Abstract

Enterococcus faecalis is a Gram-positive clinical pathogen causing severe infections. Its survival during infection depends on its ability to utilize host-derived metabolites, such as protein-deglycosylation products. We have identified in E. faecalis OG1RF a locus (ega) involved in the catabolism of the glycoamino acid N-acetylglucosamine-L-asparagine. This locus is separated into two transcription units, genes egaRP and egaGBCD1D2, respectively. RT-qPCR experiments revealed that the expression of the ega locus is regulated by the transcriptional repressor EgaR. Electromobility shift assays evidenced that N-acetylglucosamine-L-asparagine interacts directly with the EgaR protein, which leads to the transcription of the ega genes.
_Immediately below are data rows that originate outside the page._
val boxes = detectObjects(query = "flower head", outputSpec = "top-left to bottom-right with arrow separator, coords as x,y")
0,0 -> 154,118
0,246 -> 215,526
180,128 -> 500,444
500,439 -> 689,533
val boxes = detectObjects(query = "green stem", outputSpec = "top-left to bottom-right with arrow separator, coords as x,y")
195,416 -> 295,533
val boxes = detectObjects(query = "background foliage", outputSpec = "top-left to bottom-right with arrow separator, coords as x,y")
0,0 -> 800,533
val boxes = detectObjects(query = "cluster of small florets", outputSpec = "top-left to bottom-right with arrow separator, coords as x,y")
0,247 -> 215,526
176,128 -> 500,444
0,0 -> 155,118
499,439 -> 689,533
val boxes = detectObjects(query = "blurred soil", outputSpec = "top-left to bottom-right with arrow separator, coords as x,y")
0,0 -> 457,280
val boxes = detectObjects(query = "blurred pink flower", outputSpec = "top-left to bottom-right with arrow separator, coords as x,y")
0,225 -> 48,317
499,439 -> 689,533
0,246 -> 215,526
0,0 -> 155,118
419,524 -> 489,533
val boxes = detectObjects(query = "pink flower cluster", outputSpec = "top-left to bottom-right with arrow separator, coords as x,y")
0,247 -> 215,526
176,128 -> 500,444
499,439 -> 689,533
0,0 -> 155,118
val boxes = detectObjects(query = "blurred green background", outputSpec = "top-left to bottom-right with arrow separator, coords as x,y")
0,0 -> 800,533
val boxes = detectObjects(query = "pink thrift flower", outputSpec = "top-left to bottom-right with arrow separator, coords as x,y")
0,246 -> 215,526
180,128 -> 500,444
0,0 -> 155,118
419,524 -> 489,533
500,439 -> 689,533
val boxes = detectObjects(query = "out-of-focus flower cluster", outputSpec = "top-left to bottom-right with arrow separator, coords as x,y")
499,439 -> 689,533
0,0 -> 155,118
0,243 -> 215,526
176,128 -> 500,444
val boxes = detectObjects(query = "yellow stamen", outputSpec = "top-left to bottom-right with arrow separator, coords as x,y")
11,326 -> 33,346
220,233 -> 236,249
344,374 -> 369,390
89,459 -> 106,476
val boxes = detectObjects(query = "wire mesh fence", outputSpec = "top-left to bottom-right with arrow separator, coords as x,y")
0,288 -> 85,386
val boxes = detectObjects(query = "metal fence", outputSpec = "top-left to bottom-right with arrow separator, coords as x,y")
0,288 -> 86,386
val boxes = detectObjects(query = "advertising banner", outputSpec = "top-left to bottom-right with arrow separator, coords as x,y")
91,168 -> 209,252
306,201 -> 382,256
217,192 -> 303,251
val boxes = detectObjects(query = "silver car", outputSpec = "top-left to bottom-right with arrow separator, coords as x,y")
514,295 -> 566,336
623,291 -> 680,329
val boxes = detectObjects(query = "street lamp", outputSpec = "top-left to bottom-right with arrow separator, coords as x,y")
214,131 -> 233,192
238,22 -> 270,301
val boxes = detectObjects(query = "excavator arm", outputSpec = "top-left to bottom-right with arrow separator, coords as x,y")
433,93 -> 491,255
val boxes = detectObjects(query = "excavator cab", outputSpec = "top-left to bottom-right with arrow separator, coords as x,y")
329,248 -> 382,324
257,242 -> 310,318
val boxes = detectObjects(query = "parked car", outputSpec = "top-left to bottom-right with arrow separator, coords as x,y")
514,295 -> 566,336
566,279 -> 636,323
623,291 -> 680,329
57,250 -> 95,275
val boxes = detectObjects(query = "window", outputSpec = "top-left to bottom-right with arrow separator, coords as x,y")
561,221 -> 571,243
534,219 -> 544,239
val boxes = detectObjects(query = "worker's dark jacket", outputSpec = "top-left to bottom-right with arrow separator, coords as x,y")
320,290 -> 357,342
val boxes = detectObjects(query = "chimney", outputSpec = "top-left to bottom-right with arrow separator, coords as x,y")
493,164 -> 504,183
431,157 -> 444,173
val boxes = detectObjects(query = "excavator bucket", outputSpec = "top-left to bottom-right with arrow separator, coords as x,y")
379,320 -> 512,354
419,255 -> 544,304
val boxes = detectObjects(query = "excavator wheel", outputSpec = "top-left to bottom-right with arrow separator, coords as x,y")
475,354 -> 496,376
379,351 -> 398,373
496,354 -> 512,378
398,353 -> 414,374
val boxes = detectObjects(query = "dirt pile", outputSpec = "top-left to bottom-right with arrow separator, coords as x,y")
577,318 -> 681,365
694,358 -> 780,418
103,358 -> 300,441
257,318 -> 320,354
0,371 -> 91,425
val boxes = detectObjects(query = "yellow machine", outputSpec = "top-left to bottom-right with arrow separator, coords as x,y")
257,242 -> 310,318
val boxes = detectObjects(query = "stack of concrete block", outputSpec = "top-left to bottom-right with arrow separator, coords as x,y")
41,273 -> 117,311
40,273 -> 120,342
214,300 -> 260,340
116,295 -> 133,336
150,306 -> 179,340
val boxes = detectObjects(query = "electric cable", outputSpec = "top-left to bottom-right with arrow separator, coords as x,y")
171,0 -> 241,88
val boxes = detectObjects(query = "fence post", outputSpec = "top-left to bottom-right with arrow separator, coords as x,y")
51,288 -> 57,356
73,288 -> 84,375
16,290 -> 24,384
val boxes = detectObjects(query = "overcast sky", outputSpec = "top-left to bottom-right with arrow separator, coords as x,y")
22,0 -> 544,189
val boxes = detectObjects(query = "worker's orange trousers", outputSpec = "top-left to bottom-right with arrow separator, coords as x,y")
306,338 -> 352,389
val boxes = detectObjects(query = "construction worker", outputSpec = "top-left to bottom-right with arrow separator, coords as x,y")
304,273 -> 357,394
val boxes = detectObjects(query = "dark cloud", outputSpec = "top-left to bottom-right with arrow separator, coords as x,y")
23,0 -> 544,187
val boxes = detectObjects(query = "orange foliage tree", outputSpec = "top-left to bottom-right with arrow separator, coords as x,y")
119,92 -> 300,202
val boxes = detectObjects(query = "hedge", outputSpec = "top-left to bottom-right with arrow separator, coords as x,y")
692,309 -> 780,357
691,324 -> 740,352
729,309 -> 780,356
Growth studies with egaG, egaB and egaC mutants confirmed that the encoded proteins are necessary for N-acetylglucosamine-L-asparagine catabolism. This glycoamino acid is transported and phosphorylated by a specific phosphotransferase system EIIABC components (OG1RF_10751, EgaB, EgaC) and subsequently hydrolyzed by the glycosylasparaginase EgaG, which generates aspartate and 6-P-N-acetyl-β-d-glucosaminylamine. The latter can be used as a fermentable carbon source by E. faecalis. Moreover, Galleria mellonella larvae had a significantly higher survival rate when infected with ega mutants compared to the wild-type strain, suggesting that the loss of N-acetylglucosamine-L-asparagine utilization affects enterococcal virulence.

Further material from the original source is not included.